A economia do Brasil demonstrou um crescimento de 0,5% no segundo trimestre de 2026, em comparação com os três meses anteriores. No consolidado anual, a alta do Produto Interno Bruto (PIB) foi de 2% em relação ao mesmo período de 2025. Nos últimos quatro trimestres, a expansão acumulada foi de 1,9%.
Os dados, divulgados pelo Instituto Brasileiro de Geografia e Estatística (IBGE), indicam que o valor total do PIB alcançou R$ 3,4 trilhões nos meses de abril a junho. No primeiro semestre do ano, a economia brasileira registrou uma expansão de 1,9% quando comparado à primeira metade de 2025.

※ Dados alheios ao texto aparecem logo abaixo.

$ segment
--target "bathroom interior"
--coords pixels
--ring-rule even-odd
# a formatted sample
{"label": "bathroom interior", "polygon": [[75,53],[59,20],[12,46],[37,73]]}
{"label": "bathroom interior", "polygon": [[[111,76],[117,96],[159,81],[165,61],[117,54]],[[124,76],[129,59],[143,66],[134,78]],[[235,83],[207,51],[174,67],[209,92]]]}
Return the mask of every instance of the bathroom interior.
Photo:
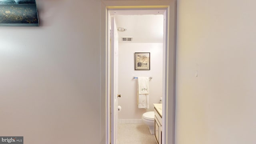
{"label": "bathroom interior", "polygon": [[[119,144],[161,143],[161,133],[157,132],[160,130],[159,123],[162,123],[159,122],[162,118],[158,118],[157,124],[155,122],[157,118],[154,110],[156,105],[162,115],[162,104],[158,104],[162,102],[164,91],[164,15],[156,11],[149,13],[150,14],[114,15],[117,27],[120,30],[118,32],[118,91],[122,96],[118,98],[118,104],[121,107],[118,112]],[[122,38],[126,37],[132,38],[131,41],[122,40]],[[135,70],[136,52],[150,53],[150,70]],[[138,108],[138,79],[134,78],[138,77],[152,77],[148,82],[149,108]],[[155,125],[157,124],[156,130]],[[138,131],[132,131],[134,130]],[[129,131],[136,136],[125,133]]]}

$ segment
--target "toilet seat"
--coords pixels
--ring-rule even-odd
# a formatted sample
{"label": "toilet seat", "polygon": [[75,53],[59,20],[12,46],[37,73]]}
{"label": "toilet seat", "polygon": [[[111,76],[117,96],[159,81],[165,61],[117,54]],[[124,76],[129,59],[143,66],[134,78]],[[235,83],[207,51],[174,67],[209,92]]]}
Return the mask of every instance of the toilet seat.
{"label": "toilet seat", "polygon": [[154,119],[155,114],[154,111],[148,112],[144,113],[142,115],[142,116],[145,119],[149,120],[153,120]]}

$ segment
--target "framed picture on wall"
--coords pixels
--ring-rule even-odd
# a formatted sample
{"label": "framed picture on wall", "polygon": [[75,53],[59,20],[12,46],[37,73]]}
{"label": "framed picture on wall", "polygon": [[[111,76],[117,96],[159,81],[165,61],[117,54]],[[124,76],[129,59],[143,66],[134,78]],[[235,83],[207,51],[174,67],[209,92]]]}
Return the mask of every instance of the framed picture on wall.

As projeções do mercado financeiro, segundo o Boletim Focus do Banco Central, indicam que o ano de 2026 deve encerrar com um crescimento de 1,92% para o PIB.
Analisando a ótica da produção, o setor agropecuário se destacou com um avanço de 2,8% entre o primeiro e o segundo trimestre, acumulando uma alta de 6,2% em 12 meses. A indústria apresentou uma variação positiva de 0,1% no trimestre e 1,4% em 12 meses, impulsionada principalmente pela indústria extrativa, que registrou um salto de 3,4%.
O setor de serviços, maior empregador do país, cresceu 0,2% no trimestre e 1,7% em 12 meses. Dentre os segmentos, informação e comunicação (2,1%), transporte, armazenagem e correio (1,1%) e atividades imobiliárias (0,2%) foram os que mais se expandiram. O comércio permaneceu estável.
Por outro lado, houve retrações nos segmentos de administração, defesa, saúde e educação públicas e seguridade social (-0,4%) e em atividades financeiras, de seguros e serviços relacionados (-0,3%).
No que diz respeito aos investimentos, a Formação Bruta de Capital Fixo aumentou 1,2% no trimestre. Pela ótica da demanda, o consumo do governo subiu 0,4%, enquanto o das famílias apresentou uma queda de 0,4%. No setor externo, as exportações recuaram 0,8%, e as importações aumentaram 1,8% em relação ao trimestre anterior.
O PIB é um indicador fundamental que representa a soma de todos os bens e serviços finais produzidos em uma determinada região e período. Ele permite avaliar o desempenho econômico, realizar comparações e entender o comportamento da economia, embora não aborde diretamente questões como distribuição de renda ou qualidade de vida.